The counter argument is that they'd have mass unemployment and would be in poverty without it. Virtually all rapid modern industrialization is reliant on exporting to foreign markets so characteizing it as American emissions is largely a misomer as it is really global emissions.

You're not actually addressing the accounting question though. The argument isn't about the economic benefits or consequences of manufacturing, it's simply about where we assign the carbon emissions in an accounting system.

Whether Chinese workers benefit economically from manufacturing exports doesn't change the fact that when a US consumer buys a product made in China, we could reasonably count those manufacturing emissions as US consumption-based emissions rather than Chinese production-based emissions.

This is really a question of "but for" causation: but for US consumer demand for these products, would these specific manufacturing emissions have occurred? If the answer is no, then there's a strong case for counting them as US emissions regardless of where the factory happens to be located.

Your point about global emissions sidesteps the question entirely. Of course all emissions are ultimately global in their climate impact, but for policy and measurement purposes we still need accounting frameworks. The question is whether production-based or consumption-based accounting gives us a more accurate picture for policy decisions.

The unemployment and poverty argument, while valid for other discussions, doesn't really bear on which accounting method better reflects responsibility for emissions.

While I fundamentally disagree, do you really not see how that would then mean all Chinese emissions are therefore a result of the United States?
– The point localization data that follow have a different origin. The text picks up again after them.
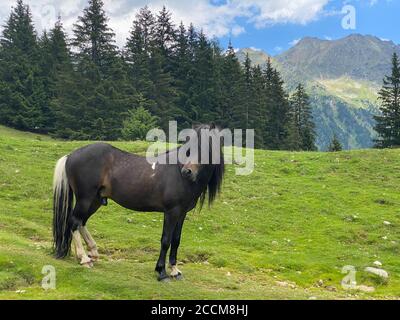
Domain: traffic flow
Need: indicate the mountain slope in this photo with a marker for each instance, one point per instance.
(342, 77)
(356, 56)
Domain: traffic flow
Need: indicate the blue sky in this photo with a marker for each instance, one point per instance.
(380, 18)
(270, 25)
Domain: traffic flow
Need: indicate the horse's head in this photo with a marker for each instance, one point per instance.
(204, 162)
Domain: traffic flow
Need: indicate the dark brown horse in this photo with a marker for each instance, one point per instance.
(100, 171)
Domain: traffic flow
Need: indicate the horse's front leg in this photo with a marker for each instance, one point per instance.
(170, 221)
(176, 239)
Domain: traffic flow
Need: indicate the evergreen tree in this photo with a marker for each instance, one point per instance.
(138, 122)
(335, 145)
(138, 52)
(93, 38)
(301, 126)
(99, 82)
(276, 109)
(388, 122)
(234, 109)
(257, 101)
(55, 60)
(182, 73)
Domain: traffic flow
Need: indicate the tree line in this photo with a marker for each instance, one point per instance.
(85, 87)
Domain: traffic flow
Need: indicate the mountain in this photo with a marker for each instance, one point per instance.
(356, 56)
(342, 77)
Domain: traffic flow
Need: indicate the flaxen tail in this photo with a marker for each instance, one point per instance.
(62, 209)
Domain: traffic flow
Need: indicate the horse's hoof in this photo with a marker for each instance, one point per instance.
(94, 258)
(163, 278)
(179, 276)
(87, 264)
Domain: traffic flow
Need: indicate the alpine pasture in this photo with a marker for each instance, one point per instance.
(283, 232)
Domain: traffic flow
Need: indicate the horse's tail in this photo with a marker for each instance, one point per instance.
(62, 209)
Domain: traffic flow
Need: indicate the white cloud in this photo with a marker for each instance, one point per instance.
(294, 42)
(237, 30)
(216, 18)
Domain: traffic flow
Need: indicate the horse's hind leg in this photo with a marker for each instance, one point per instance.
(81, 255)
(79, 216)
(91, 244)
(87, 237)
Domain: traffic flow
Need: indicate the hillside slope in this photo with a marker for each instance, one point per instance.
(284, 232)
(343, 77)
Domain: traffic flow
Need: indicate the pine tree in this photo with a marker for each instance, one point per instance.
(335, 145)
(276, 109)
(99, 82)
(93, 38)
(182, 72)
(257, 98)
(55, 60)
(138, 51)
(301, 126)
(202, 90)
(234, 110)
(388, 122)
(138, 122)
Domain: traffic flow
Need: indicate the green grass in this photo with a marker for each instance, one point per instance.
(298, 219)
(360, 94)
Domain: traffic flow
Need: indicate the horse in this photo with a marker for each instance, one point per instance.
(85, 179)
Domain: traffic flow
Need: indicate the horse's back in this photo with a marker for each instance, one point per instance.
(88, 167)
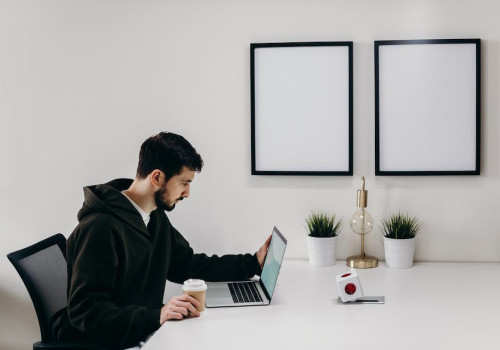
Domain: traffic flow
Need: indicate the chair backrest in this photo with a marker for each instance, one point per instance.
(42, 267)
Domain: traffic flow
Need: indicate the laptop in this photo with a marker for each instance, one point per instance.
(250, 293)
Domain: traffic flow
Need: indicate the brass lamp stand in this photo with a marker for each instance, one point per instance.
(362, 223)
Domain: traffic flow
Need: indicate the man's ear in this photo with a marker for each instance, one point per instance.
(157, 177)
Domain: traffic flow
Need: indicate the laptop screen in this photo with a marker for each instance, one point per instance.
(273, 261)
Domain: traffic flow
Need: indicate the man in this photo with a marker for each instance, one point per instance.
(125, 248)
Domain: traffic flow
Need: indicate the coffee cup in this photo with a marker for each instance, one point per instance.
(197, 289)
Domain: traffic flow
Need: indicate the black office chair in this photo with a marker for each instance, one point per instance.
(42, 267)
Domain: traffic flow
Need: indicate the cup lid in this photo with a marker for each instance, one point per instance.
(194, 285)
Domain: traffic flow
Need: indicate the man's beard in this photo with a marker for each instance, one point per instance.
(161, 204)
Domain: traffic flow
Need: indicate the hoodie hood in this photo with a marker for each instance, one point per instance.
(108, 199)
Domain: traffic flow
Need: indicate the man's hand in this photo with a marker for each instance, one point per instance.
(179, 307)
(262, 252)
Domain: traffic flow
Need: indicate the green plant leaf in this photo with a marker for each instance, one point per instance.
(400, 226)
(321, 224)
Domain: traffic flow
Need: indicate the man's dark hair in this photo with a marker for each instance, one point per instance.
(167, 152)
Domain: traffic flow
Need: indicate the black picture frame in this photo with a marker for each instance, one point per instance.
(427, 107)
(302, 108)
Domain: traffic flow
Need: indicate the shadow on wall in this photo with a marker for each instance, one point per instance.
(18, 323)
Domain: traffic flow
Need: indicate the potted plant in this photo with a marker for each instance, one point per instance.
(399, 232)
(322, 238)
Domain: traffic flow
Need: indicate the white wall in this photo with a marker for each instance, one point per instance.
(83, 83)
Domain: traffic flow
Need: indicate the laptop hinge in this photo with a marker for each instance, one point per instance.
(264, 290)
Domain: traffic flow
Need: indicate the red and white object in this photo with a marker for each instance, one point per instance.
(349, 286)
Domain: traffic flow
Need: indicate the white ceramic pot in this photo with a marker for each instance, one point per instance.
(399, 253)
(322, 250)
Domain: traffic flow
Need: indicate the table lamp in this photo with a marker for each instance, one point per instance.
(362, 223)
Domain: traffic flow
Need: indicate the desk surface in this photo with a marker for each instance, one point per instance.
(429, 306)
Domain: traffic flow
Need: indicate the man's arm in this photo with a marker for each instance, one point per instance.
(186, 264)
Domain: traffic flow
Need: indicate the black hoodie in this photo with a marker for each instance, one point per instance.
(117, 269)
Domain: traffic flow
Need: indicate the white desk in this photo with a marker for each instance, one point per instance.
(429, 306)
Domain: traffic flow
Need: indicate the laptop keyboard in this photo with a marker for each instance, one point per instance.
(244, 292)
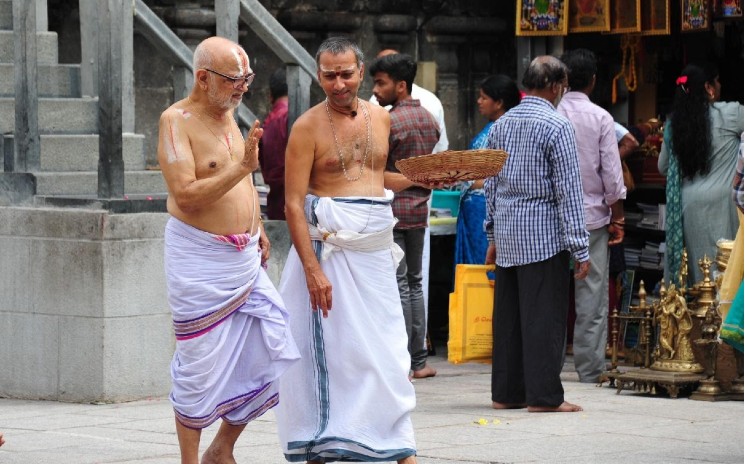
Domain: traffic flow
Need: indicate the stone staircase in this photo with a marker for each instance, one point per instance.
(67, 124)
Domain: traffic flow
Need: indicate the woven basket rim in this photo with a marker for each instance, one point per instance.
(453, 165)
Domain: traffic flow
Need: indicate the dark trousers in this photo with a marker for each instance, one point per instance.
(529, 326)
(409, 277)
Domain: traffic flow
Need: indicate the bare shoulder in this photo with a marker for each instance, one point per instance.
(377, 111)
(308, 121)
(174, 112)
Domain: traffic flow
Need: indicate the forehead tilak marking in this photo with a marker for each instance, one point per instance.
(241, 61)
(337, 70)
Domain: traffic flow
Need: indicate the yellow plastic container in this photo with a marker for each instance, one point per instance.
(470, 315)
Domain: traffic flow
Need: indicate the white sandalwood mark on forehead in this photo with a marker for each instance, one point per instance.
(241, 61)
(337, 69)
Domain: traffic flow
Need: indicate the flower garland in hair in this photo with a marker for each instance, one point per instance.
(681, 82)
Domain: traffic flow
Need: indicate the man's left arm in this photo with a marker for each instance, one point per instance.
(611, 174)
(568, 187)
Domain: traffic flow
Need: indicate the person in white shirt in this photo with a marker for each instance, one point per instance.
(431, 103)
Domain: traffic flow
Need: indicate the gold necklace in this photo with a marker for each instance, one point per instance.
(229, 136)
(368, 126)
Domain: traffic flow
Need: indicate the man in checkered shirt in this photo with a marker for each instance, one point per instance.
(414, 132)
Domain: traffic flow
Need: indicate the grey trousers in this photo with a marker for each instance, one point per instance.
(409, 277)
(591, 306)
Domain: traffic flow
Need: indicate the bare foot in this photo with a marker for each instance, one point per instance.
(424, 372)
(563, 407)
(497, 405)
(214, 456)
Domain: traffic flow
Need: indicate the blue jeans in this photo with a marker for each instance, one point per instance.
(409, 277)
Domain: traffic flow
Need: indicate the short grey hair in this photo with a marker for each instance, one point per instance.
(337, 46)
(543, 72)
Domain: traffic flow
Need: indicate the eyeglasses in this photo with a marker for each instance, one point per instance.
(237, 81)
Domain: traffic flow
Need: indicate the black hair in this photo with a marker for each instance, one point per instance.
(691, 138)
(582, 66)
(337, 46)
(500, 87)
(400, 66)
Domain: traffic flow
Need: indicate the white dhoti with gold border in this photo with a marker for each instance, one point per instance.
(349, 398)
(232, 332)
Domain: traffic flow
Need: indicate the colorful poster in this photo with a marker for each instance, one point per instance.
(589, 16)
(541, 17)
(625, 16)
(694, 15)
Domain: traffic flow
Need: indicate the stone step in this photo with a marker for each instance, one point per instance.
(71, 153)
(86, 183)
(56, 115)
(55, 80)
(46, 47)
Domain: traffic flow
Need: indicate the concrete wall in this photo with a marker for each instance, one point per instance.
(83, 310)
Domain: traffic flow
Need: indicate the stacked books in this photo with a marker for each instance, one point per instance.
(650, 216)
(651, 257)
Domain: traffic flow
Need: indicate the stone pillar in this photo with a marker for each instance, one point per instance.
(26, 135)
(110, 78)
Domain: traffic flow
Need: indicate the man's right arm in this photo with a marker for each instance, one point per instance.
(178, 167)
(299, 160)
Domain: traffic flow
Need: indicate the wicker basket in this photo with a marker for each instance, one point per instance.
(452, 165)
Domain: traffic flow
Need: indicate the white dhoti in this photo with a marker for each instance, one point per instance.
(232, 333)
(349, 398)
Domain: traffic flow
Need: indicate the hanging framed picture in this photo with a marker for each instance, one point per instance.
(695, 15)
(541, 17)
(727, 8)
(625, 16)
(589, 16)
(655, 17)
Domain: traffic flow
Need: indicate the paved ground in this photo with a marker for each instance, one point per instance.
(453, 421)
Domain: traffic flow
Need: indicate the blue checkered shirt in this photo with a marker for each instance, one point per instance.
(534, 205)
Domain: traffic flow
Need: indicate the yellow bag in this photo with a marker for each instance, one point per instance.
(470, 314)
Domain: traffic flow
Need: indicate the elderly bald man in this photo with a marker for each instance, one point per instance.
(232, 333)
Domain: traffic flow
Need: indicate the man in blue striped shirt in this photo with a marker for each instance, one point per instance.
(534, 222)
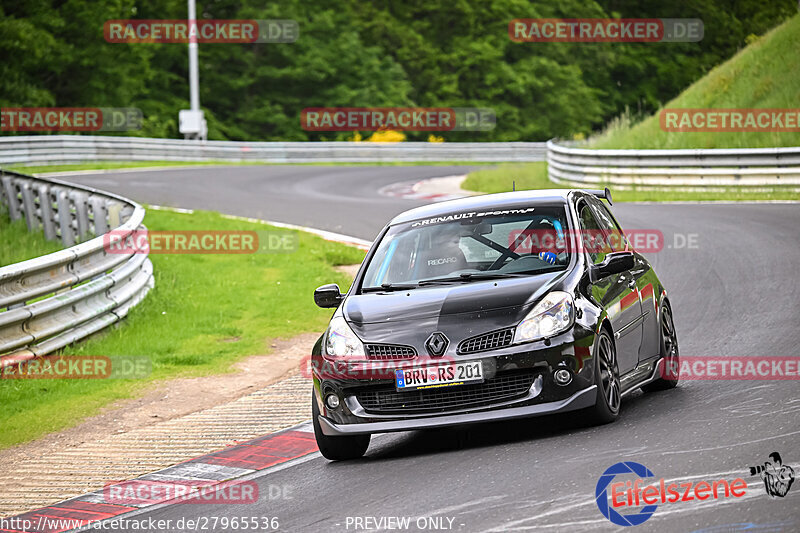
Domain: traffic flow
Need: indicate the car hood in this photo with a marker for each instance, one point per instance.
(463, 308)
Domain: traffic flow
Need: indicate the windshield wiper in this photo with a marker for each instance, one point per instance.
(390, 287)
(469, 276)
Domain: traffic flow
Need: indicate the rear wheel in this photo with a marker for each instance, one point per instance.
(669, 352)
(337, 448)
(606, 407)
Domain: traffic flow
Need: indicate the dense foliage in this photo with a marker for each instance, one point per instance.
(354, 53)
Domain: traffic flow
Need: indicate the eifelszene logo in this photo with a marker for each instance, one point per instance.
(643, 500)
(777, 477)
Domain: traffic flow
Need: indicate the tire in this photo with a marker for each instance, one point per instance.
(337, 448)
(608, 401)
(669, 351)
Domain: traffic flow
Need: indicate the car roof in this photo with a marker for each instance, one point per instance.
(505, 200)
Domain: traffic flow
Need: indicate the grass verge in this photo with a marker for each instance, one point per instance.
(534, 176)
(205, 313)
(765, 74)
(77, 167)
(17, 244)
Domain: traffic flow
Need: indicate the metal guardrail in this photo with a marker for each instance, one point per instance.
(708, 167)
(61, 149)
(49, 302)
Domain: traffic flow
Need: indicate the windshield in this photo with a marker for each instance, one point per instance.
(472, 245)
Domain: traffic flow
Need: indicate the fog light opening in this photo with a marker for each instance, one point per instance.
(332, 401)
(562, 376)
(536, 388)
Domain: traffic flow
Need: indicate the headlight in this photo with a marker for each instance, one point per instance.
(340, 340)
(549, 317)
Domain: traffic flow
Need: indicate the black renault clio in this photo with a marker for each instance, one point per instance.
(488, 308)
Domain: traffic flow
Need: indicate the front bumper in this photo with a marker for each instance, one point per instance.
(581, 399)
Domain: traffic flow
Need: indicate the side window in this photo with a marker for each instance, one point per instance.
(614, 237)
(590, 234)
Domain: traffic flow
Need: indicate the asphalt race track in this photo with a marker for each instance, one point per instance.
(735, 293)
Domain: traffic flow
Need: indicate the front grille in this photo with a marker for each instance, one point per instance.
(390, 351)
(502, 387)
(487, 341)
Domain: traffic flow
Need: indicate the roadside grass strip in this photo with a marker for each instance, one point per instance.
(206, 312)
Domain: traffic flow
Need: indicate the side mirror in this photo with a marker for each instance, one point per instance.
(614, 263)
(328, 296)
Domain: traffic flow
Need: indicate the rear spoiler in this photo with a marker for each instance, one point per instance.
(601, 194)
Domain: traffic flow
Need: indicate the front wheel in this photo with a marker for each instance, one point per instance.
(606, 407)
(669, 352)
(337, 448)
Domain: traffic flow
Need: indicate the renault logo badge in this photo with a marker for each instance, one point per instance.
(437, 344)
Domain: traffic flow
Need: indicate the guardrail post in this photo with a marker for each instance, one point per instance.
(65, 218)
(29, 207)
(114, 210)
(46, 206)
(99, 215)
(11, 196)
(81, 214)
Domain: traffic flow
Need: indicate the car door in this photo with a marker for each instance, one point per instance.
(617, 294)
(646, 281)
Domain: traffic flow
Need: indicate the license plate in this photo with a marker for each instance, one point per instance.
(435, 376)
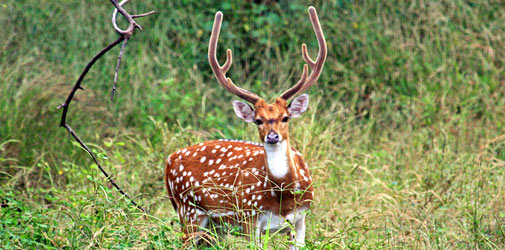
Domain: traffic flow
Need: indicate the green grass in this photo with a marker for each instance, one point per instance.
(404, 135)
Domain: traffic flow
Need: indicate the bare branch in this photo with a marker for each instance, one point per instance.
(124, 36)
(316, 66)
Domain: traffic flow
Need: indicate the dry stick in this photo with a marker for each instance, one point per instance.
(125, 35)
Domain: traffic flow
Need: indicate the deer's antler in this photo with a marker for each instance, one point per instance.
(220, 71)
(316, 66)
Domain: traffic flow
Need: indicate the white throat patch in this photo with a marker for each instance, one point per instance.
(277, 158)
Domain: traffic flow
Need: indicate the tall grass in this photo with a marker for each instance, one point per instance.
(404, 134)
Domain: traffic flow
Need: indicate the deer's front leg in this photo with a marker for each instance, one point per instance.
(298, 237)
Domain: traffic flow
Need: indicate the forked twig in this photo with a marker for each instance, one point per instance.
(124, 36)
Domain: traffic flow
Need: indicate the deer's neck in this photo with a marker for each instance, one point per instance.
(279, 161)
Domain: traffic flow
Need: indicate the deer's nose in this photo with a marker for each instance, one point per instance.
(272, 137)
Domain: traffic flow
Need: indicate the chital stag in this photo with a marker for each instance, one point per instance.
(257, 186)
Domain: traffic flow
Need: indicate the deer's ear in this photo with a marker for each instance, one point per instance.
(298, 105)
(244, 111)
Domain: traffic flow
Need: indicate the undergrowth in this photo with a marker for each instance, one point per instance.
(404, 134)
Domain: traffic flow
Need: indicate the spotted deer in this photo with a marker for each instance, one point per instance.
(258, 186)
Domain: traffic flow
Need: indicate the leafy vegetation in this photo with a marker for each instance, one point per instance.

So that's... worse?

What? No, because China is also exporting to other markets. The counterfactual is that we don't do global industrialization and let the global poor remain poor.

The US introduced China to western manufacturing markets. So if they would otherwise be poor and non-industrialized, the US is responsible for it all.

We can't claim we rose them from poverty while also denying culpability for the consequences thereof...

Though I think everyone is just saying Chinese emissions should be counted, proportionally, against the people they're making products for. And the US is one of their biggest customers.

>The US introduced China to western manufacturing markets. So if they would otherwise be poor and non-industrialized, the US is responsible for it all.

Who is "We" here? I am speaking from a global perspective. Chinese industrialization has internal agency, drivers and motivation, the US did not force China to industrialize. Secondly Global Demand is not US-Specific, Europe, Japan and other markets contributed with their own agreements so the claim that the US is "responsible" is overstated here.

>Though I think everyone is just saying Chinese emissions should be counted, proportionally, against the people they're making products for. And the US is one of their biggest customers.

That's not what anyone serious is saying because it's just splitting hairs. Everyone buys from China, the US accounts for 15% of China's total imports so clearly their role here is exaggerated again. China also consumes much of their own manufacturing, while the US also exports many services elsewhere, so should US emissions be counted in other countries? And then there are also structural dynamics in how surplus economies intentionally suppress their demand to run surpluses.

In a world of comparative advantage, I don't see the particular value in performing funny calculations to divy up moral blame according to shifting trade dynamics, just much easier to point it out as shared global responsiblity in the path for Modernity.